Grocery list! Walgreens opponents release list of demands

Margaret de Cruz wants a grocery store — not a Walgreens — to open in Windsor Terrace. She and more than 100 protesters rallied against the drugstore chain on Wednesday.
Photo by Elizabeth Graham

Windsor Terrace residents have released a list of demands for a Walgreens that’s set to replace the neighborhood’s only supermarket — and they say they’ll boycott the drugstore if it doesn’t meet their requirements.

At the top of the check-off list: 10,000 square feet dedicated to grocery store space — complete with organic and free range fare, “fresh-baked goods,” and departments for meat, dairy, and produce.

Neighbors say they penned the list after the pharmacy, which is replacing a Key Food at Prospect and 11th avenues, failed to be clear about what type of food it would offer and how much space it would dedicate to groceries.

“If Walgreens refuses to be specific about how they will meet our needs, the community will,” said Windsor Terrace resident Ryan Lynch.

Lynch and other neighbors held meetings, circulated e-mails and conducted research before drafting the list of demands — which comes after months of protests from residents who say replacing the supermarket with a drug store will create a “food desert” unless Walgreens provides a fresh fare, or adjusts its lease to make room for a grocer.

Their demands now outline neighbors’ definition of “a supermarket,” noting that a “wide range of fresh fruits and vegetables,” a section for household goods, and a deli department are essential.

Walgreens last week promised to sell some fruit, veggies, and frozen meat, but declined to cite specifics or note how much space will be dedicated to food — a guarantee that neighbors called “vague.”
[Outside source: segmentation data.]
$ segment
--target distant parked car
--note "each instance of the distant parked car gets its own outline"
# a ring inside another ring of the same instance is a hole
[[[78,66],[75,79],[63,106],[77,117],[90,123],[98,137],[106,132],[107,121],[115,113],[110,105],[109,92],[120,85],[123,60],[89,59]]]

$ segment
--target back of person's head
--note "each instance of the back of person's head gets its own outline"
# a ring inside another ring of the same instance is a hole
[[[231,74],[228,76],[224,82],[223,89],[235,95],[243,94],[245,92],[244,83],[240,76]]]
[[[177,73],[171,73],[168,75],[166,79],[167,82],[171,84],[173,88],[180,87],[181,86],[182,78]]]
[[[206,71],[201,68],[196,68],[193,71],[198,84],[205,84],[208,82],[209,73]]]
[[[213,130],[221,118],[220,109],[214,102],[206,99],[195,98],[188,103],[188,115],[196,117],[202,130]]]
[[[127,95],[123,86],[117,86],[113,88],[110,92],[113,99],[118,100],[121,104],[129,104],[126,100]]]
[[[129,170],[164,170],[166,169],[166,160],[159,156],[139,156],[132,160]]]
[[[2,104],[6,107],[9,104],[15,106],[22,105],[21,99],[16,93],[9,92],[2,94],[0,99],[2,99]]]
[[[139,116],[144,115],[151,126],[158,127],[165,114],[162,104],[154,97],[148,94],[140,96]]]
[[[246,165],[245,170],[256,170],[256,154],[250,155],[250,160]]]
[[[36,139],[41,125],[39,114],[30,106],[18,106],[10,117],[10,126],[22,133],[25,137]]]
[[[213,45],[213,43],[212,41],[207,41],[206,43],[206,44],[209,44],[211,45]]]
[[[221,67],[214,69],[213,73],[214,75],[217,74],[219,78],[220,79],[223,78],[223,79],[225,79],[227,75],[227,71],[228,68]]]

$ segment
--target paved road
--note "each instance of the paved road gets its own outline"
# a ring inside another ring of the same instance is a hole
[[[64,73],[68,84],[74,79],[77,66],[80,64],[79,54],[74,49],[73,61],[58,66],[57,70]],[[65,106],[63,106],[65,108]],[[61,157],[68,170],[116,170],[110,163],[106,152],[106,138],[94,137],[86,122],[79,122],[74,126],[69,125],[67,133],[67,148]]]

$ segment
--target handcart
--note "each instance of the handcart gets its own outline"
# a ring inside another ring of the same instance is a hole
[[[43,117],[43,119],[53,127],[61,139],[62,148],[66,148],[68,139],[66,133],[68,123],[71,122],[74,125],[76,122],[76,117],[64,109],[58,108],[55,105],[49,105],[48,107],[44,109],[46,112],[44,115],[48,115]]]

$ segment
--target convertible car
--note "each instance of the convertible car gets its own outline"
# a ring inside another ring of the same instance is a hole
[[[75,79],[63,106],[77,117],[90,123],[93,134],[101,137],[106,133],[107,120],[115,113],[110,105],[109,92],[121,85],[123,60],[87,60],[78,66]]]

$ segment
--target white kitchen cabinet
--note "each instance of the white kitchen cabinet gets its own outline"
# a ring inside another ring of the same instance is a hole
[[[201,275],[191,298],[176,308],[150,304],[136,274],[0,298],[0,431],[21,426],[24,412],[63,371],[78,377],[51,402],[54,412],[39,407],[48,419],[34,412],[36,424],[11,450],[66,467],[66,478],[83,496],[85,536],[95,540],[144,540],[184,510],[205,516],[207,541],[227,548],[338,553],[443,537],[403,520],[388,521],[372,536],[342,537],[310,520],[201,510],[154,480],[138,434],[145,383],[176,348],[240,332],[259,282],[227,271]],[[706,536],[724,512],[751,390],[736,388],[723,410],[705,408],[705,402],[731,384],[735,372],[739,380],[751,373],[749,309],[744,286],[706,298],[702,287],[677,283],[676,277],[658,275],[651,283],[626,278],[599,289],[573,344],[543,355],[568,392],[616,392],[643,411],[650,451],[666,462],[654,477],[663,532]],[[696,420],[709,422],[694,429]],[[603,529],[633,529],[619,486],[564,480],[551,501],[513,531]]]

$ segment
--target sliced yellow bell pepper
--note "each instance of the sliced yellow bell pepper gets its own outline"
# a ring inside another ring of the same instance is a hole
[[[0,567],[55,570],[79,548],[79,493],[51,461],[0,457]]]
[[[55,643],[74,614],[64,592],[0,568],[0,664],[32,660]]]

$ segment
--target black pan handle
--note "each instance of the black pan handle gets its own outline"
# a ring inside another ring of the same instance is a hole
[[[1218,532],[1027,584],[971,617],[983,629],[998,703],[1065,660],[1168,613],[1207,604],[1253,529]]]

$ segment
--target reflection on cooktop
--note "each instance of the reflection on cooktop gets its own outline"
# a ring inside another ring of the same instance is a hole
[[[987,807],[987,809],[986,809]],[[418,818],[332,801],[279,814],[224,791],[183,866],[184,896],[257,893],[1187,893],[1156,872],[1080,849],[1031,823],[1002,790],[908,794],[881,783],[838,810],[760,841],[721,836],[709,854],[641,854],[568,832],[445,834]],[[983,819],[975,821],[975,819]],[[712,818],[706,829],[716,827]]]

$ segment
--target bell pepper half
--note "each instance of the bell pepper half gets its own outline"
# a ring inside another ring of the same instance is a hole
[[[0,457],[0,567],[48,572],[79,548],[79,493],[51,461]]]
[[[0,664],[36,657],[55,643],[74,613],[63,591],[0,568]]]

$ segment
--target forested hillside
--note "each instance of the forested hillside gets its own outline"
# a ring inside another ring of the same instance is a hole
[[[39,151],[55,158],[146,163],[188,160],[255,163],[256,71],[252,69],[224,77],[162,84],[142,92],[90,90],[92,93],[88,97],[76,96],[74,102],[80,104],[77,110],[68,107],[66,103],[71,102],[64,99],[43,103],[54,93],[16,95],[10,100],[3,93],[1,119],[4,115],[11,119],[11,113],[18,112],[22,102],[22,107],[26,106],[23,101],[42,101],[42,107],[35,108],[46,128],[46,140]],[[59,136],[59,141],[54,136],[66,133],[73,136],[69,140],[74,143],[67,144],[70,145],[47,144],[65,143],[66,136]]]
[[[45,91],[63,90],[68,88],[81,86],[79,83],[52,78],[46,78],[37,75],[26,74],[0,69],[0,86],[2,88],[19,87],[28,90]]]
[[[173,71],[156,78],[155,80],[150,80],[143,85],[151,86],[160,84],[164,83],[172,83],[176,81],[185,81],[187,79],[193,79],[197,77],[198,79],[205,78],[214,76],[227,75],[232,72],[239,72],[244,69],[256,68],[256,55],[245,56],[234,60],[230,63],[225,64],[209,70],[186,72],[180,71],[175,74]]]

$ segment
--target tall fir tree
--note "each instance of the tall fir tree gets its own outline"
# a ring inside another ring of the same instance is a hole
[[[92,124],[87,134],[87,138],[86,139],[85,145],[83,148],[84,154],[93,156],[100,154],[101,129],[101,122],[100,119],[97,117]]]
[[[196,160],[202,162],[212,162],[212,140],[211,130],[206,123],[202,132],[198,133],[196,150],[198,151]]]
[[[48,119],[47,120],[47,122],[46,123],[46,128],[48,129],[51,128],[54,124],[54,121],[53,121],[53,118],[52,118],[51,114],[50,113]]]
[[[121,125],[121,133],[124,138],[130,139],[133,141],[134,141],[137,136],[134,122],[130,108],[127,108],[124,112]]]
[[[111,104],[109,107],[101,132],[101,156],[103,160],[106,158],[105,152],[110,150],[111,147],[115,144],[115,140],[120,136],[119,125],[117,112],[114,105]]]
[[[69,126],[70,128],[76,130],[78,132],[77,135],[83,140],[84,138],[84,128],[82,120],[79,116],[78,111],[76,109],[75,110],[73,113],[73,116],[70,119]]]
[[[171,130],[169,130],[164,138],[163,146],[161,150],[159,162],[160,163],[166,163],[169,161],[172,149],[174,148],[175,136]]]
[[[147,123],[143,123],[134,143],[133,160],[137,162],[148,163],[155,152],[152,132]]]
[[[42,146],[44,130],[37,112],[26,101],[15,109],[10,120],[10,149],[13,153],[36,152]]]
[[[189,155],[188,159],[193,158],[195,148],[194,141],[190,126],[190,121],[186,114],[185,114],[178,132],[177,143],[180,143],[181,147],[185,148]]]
A company spokesman wasn’t much more specific when The Brooklyn Paper forwarded him the list of demands and asked for comment on Thursday.

“We are currently considering various options to meet the community’s needs,” said spokesman Robert Elfinger. “We look forward to talking with community officials when we have more specifics in place.”

But neighbors say there’s still plenty more for the company to cross off the list if it wants support from the hundreds shoppers who plan to boycott the drug store unless Walgreens caves to their demands.

“We’ve requested more meetings with Walgreens,” Lynch said. “This list [isn’t] radical.”